CHAPITRE II

111 19 4
                                    


AYEZ UNE FLEUR VOLCANIQUE DANS VOTRE VIE

Cher journal,
Peut-on ressentir deux émotions opposées au même moment sans que notre cerveau explose? Je pense bien que oui. Un peu comme l'euphorie de plonger sa cuillère dans un gâteau au chocolat, bien moelleux et fondant, après une journée horrible... une euphorie qui, soudain, se heurterait de plein fouet à la culpabilité des calories qui l'accompagnent.
Ou pire encore, comme la joie de retrouver un vieux pull confortable qui serait teintée d'une certaine irritation quand il commencerait à gratter au niveau du cou.
Eh bien, aujourd'hui, c'est comme si la vie m'avait servi sur un plateau à la fois la part de gâteau et le pull qui gratte. Un mélange sucré-salé d'allégresse et d'agacement.

{•••}

— Qu'est-ce qu'il a fait ? hurle l'animal féroce qui me sert de meilleure amie, complètement survoltée.
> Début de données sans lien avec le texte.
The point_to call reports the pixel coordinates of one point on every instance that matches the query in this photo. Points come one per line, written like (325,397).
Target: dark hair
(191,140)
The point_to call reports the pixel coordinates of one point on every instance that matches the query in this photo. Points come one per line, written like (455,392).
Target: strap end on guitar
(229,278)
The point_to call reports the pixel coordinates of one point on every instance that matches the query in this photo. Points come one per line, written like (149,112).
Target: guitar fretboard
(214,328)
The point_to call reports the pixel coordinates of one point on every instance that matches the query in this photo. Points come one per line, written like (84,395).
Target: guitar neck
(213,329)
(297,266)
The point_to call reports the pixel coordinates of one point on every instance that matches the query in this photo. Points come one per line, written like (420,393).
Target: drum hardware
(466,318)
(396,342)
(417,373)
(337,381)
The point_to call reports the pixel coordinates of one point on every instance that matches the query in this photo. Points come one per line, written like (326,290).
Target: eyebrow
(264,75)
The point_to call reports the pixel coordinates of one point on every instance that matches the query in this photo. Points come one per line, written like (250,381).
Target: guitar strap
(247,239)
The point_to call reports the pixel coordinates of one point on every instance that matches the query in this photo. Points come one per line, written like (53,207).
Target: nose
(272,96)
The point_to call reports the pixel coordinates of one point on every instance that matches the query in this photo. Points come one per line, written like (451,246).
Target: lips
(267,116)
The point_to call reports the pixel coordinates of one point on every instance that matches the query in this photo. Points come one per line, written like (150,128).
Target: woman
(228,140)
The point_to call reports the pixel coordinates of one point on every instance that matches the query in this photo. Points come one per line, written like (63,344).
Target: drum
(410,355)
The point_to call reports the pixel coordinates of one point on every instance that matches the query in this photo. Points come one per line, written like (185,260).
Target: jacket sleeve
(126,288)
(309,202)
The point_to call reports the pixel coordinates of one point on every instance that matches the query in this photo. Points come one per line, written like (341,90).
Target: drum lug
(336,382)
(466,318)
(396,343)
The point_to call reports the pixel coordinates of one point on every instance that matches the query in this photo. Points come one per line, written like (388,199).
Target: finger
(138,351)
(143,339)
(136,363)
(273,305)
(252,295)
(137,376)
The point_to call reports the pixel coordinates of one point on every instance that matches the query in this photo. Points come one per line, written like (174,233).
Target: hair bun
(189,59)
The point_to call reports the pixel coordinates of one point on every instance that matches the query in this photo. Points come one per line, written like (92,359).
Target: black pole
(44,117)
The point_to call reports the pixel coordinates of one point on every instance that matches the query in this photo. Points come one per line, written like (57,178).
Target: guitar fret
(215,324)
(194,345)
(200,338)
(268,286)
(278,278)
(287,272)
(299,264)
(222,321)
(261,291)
— Tu m'as possiblement détruit le tympan, Tia, je réplique en massant mon oreille.

Tia, de son prénom complet Tiare, est sans aucun doute la Maorie la plus volcanique que je connaisse. Un titre facile à décrocher, je l'avoue, étant donné qu'elle est la seule Maorie que j'aie jamais rencontrée, sa famille entière vivant en Nouvelle-Zélande. Cette boule de lave en fusion, prête à cracher du feu sur tout ce qui ose me blesser, enflamme mon existence depuis près de dix ans maintenant. Celle dont le prénom signifie « fleur » n'a en réalité absolument rien d'une fleur délicate, bien au contraire. Elle tient plus de la belladone que de la pivoine pour être honnête. Et aujourd'hui, il semblerait que ma petite fleur volcanique ait décidé de cracher son feu contre mon ex-patron.

— Mais quel connard ! s'enflamme-t-elle.

Je lui souris et lève mon verre pour le faire tinter contre le sien qui est figé à mi-chemin de sa bouche. Je n'aurais pas mieux dit ! Je peine toujours à réaliser que je viens de perdre mon premier emploi. Pire encore, que j'ai été congédiée par un homme qui n'a montré aucun remords ! Comme si licencier des gens était aussi banal que de distribuer des petits pains pour lui.

— Je trouverais bien autre chose, je soupire.

— Allie, on parle de Voluptas Events ! s'indigne-t-elle.

— Non, vraiment ? j'ironise.

Son poing s'écrase brutalement sur mon épaule, me déséquilibrant presque sur mon tabouret de bar. Cette femme finira par me déboîter quelque chose un jour.

— Sérieusement, tu devrais envisager une thérapie de gestion de la colère, je grogne en frottant mon bras.

— C'est ton De Luca qui devrait en suivre une, crache-t-elle en claquant son verre contre la table. Qui peut bien virer les gens comme ça ?

— Hum, je ne sais pas, je fais mine de réfléchir. Peut-être... les patrons d'entreprise ?

— N'importe quoi ! Les patrons virent les employés qui nuisent à leur productivité, pas ceux dont la tronche ne leur revient pas.

— Outch. Est-ce que tu insinues que je me suis fait virer parce qu'il ne peut pas supporter ma tronche ?

— Avoue que tu y as pensé aussi. Entre les souvenirs de fac et l'incident de la braguette, c'était peut-être trop pour lui.

— Impossible. Pour la millième fois, je suis certaine qu'il ne se souvient pas de moi. Ce sont les deux seules fois de ma scolarité où je l'ai croisé et je ne connaissais même pas son identité avant de travailler pour lui.